After months of tinkering, she settled on flour as the most marketable, scaleable route. The resulting product has double the protein and 12 times the fiber of all-purpose wheat flour, not to mention a nutty, pleasantly malty flavor profile. Rise Products currently makes a lighter colored, milder flour using spent grains from pilsners and IPAs, as well as a darker, nuttier alternative made from the leftovers from porters and stouts.
“When we first started, we were producing two pounds or five pounds,” Jimenez says. She still remembers showing up at Greenpoint Beer and Ale with Tupperware containers for hauling spent grain. “Now, in each batch, we’re producing around 150 to 200 pounds.”
Those first few batches cost roughly $60 a pound to produce, a number that has since dropped to around $7 to $8. If the team manages to secure their own facility by the end of the year, they could feasibly increase production enough to reduce that to $0.80 a pound. At those sorts of prices, stores like Sur La Table and Whole Foods have expressed interest.
Rise Products already works with a handful of local craft breweries, including Keg & Lantern Brewing Company and Bridge and Tunnel Brewery. A number of bakeries in New York have been experimenting with the flour, including Bien Cuit, which has turned it into poundcakes, and Runner & Stone, which bakes it into cookies. Even a few high-profile chefs have ordered batches, including Massimo Bottura of triple Michelin-starred Osteria Francescana in Modena, Italy.
“Don’t ask me what he’s doing because we asked him and they said it’s secret. I know they bought 20 pounds, but I have no idea,” Jimenez says. “We were sending it to top chefs with a note saying, ‘This brown powder coming your way is basically your Parmesan.’”
In order to make a major difference in waste reduction, however, Jimenez hopes to branch beyond niche artisanal producers and high-end restaurants to larger food corporations. They’ve been in talks with brands including Pepsi, Nestle and Kellogg’s to produce items like a spent grain frozen pizza crust and a high-fiber cereal bar.
Producing high volumes of the perfectly consistent product that these sorts of companies demand is still a challenge, one that Jimenez cannot solve with small batches from microbreweries. Over the past few months, she has been working on creating flour with spent grain leftover from one of the nation’s largest macrobreweries. As one might expect, fairly bland lagers produce a much less flavorful beer than its craft counterparts. What surprised Jimenez, however, is the fact that not only was the macrobrewery beer more consistent, but it also had a significantly high nutritional content.
“Craft brewers are like artists. They express themselves through beer. They use the best ingredients and they experiment to make it as flavorful as possible. That’s why each glass costs like $5,” Jimenez says. “For macrobreweries, their game is to have a product that’s always exactly the same and to be as efficient as they can. So the goal is to get out as many sugars as possible, which is why their extraction process is way better.”

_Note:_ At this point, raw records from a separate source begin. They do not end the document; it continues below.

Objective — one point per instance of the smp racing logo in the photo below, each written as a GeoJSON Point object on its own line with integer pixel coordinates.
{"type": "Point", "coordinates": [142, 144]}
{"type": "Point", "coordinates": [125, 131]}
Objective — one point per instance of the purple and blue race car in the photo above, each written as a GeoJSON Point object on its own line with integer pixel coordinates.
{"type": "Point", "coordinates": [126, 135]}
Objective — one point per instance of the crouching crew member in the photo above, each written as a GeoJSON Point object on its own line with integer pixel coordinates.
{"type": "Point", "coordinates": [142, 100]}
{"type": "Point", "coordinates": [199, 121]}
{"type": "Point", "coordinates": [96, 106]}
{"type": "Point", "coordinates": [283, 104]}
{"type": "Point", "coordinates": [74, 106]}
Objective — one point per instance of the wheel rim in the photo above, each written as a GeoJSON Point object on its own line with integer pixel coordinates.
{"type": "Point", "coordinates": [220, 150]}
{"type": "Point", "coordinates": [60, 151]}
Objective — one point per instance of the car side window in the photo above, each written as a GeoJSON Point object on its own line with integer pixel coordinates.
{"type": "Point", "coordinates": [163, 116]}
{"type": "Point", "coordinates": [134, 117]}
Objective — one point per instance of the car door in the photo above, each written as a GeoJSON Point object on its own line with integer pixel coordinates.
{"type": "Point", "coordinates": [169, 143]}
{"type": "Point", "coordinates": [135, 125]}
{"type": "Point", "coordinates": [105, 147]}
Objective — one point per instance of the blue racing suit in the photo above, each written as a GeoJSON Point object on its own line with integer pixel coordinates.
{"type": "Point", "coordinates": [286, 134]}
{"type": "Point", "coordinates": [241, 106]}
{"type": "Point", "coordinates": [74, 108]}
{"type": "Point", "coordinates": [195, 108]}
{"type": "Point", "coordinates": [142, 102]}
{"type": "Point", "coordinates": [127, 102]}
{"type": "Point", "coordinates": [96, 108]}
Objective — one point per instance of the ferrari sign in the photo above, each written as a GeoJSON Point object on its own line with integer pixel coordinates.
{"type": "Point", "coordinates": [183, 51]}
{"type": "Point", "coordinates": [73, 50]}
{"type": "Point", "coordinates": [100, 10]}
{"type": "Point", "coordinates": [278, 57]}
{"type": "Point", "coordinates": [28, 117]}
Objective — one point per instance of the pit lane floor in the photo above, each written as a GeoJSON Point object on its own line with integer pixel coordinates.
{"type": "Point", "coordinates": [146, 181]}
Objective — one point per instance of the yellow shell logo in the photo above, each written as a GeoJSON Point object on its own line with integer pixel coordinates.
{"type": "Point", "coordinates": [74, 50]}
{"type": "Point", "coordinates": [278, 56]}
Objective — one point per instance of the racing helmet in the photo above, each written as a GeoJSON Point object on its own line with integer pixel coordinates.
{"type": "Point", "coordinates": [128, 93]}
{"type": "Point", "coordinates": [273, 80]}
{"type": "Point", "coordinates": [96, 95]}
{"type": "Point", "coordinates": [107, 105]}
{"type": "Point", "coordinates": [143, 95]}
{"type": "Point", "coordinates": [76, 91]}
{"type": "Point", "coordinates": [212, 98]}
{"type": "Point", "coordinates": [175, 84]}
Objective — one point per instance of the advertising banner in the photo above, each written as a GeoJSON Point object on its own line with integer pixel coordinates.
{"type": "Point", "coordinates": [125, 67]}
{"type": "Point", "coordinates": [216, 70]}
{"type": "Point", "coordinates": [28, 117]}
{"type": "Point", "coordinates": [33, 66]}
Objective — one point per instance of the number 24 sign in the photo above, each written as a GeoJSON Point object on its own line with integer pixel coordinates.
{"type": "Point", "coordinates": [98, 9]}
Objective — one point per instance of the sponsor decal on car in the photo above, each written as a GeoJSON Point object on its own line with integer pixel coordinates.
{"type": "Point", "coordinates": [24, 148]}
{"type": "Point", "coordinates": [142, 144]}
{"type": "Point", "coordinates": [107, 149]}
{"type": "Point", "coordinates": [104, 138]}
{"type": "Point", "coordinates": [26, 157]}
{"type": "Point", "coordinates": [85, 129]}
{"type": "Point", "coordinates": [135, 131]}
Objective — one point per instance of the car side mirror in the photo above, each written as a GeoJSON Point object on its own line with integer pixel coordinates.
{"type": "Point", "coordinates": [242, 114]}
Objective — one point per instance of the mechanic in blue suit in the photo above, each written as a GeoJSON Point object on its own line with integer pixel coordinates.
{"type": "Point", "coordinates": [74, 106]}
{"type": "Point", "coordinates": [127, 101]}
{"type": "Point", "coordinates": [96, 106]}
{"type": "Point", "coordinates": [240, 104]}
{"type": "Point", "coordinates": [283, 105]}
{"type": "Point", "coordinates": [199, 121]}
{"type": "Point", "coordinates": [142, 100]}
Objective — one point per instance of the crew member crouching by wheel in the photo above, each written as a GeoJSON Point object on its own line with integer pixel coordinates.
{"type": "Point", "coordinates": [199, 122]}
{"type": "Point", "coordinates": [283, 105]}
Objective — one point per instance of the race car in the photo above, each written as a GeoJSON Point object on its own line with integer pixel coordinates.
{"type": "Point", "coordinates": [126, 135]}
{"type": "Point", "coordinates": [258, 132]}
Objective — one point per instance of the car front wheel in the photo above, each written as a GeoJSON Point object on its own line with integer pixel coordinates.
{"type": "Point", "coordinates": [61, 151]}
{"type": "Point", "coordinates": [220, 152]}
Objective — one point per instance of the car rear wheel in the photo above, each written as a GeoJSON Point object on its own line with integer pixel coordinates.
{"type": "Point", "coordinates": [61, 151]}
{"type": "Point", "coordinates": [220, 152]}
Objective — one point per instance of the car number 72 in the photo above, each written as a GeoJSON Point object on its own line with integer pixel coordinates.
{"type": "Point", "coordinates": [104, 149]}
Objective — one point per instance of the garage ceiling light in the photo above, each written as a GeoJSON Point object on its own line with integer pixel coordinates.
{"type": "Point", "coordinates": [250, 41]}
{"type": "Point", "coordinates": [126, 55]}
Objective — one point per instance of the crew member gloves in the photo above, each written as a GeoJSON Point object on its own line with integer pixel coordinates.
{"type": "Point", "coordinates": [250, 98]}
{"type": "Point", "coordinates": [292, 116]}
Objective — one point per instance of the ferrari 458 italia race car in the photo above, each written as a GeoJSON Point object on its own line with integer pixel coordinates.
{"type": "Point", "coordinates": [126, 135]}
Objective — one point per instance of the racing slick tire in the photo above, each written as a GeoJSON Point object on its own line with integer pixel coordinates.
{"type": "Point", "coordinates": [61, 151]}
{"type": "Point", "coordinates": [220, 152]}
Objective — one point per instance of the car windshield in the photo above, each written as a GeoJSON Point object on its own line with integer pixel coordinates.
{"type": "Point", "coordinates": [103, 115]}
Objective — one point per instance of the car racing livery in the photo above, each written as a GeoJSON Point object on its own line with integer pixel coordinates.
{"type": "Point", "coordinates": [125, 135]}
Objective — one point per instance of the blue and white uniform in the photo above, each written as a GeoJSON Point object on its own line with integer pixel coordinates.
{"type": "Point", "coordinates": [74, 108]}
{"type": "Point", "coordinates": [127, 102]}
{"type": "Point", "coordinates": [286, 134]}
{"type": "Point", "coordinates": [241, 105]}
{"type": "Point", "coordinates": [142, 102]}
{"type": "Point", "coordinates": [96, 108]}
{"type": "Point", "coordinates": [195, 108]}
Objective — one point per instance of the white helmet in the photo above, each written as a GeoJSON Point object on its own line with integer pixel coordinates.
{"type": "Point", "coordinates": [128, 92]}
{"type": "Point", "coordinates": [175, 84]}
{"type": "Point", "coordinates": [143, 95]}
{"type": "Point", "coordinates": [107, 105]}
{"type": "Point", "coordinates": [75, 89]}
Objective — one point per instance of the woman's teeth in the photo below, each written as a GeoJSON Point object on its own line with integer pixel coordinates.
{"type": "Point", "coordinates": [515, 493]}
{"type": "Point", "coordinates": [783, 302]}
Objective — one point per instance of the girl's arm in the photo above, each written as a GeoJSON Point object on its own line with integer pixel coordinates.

Given the quantity of waste that a brewing giant produces annually, a deal of this scale could be a gamechanger in terms of sustainability.
“If we could take one-fifth of [this macrobrewery] is producing and turn it into something else, that’s a lot,” she says with a wistful smile. For now, she’s still operating small and dreaming big. “All the breweries we’ve worked with are really rooting for us. They don’t want this to just go in the garbage.”